How to leave Kathmandu?
Mixed Feelings...
03.03.2008
15 °C
Moving on often brings me to think how things change when I am about to leave a place, or rather people. It's the emotional build up, departing ways, time to leave and never see again. Maybe its not so much the people, but the environment, the feeling. If you have ever enjoyed yourself with a group of people for a period of time, and then over stayed, then you will know what I mean. It becomes a disappointment. You struggle as a single person or as a group to keep the continuity of new experiences running. It never works. Instead we move up a level and people start to look else where for new interests. This can happen as a whole or as a single person. I am at that borderline.
None of this is was helped by Yeve's computer, or rather Yeve himself being thrown into another wall of depression. I was cornered again this morning. He had found a folder I had created to put Stephi's photos on, so naturally he suspected me for putting a virus on board.

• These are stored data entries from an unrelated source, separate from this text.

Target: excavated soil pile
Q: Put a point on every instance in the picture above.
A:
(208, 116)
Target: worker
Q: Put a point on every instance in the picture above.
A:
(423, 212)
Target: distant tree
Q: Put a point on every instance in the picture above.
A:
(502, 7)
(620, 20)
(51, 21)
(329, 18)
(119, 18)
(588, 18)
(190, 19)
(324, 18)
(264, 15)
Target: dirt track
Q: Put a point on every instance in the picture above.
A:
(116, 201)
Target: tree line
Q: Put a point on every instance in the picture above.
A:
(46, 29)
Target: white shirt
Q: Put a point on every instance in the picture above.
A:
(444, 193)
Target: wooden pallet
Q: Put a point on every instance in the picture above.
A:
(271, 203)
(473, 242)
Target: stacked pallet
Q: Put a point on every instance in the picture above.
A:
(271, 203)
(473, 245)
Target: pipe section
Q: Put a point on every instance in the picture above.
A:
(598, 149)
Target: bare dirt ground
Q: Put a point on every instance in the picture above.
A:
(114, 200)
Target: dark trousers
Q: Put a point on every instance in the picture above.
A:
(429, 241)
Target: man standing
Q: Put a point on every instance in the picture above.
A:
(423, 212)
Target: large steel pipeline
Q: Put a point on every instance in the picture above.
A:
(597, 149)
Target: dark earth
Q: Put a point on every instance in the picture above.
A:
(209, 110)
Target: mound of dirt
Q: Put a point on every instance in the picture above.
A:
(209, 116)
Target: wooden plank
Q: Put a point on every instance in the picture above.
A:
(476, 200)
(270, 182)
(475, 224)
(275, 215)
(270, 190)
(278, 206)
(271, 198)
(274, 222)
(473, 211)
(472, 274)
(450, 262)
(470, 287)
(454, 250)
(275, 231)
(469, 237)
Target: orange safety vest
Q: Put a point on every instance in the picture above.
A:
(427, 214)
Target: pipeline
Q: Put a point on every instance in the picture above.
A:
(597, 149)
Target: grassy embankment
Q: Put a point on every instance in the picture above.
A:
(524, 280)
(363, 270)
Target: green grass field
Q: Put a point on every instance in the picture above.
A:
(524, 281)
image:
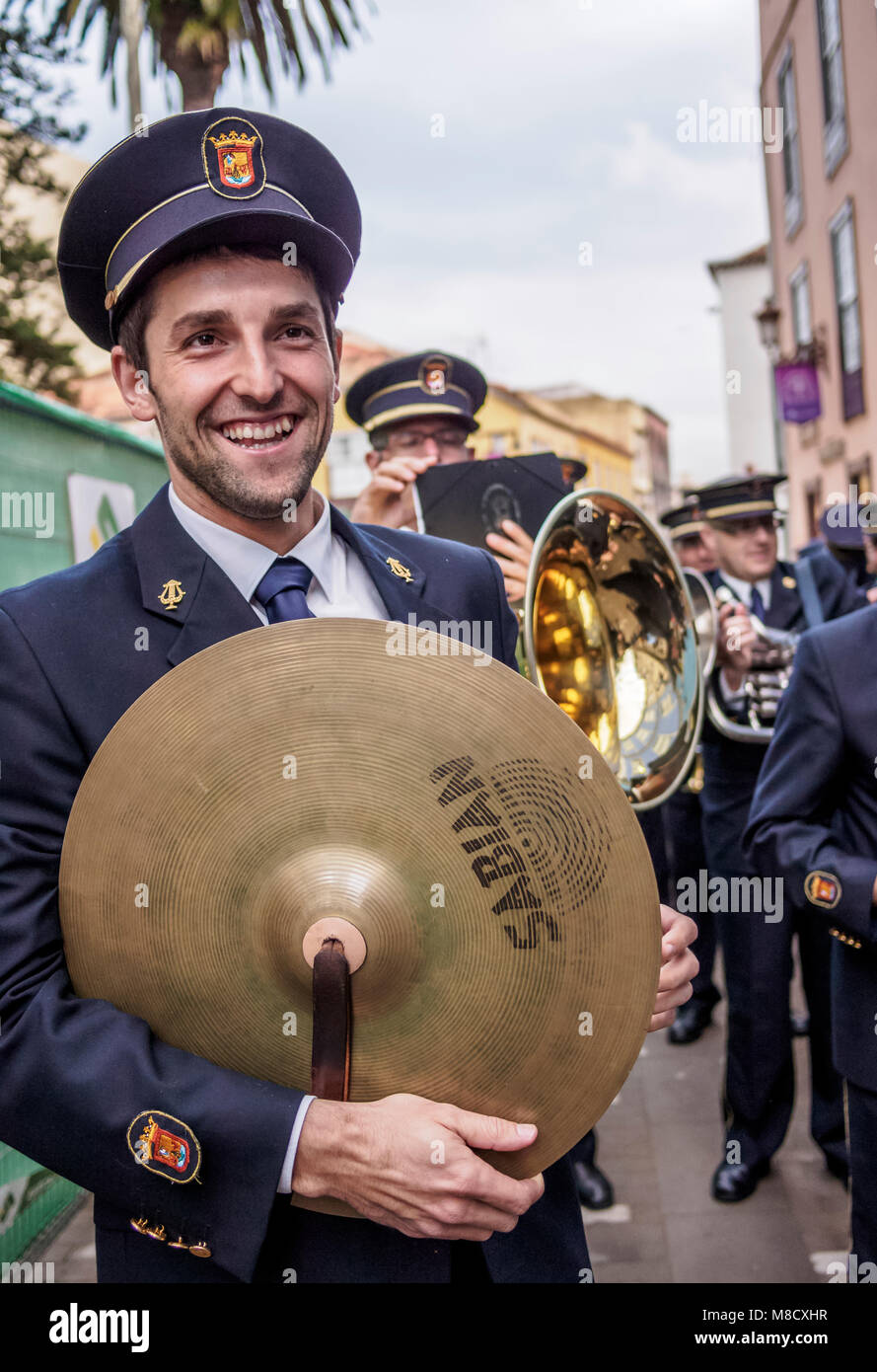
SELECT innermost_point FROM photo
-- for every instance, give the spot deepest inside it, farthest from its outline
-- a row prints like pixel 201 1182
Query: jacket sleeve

But hey, it was a different virus and we were not the only people to use the PC that month. Still the constant feeling I was getting was . . . time up, time to go.
The internet in Thamel was poor, as was the timetable for electricity. I wanted to finish up some last minute checks online. It was hard to believe I had spent so much time here. My old German friend was right, Kathmandu is quite a place. It holds the rare ability to be a sanctuary for a forighner and a place to break out into the street life of one of the poorest countries in the world.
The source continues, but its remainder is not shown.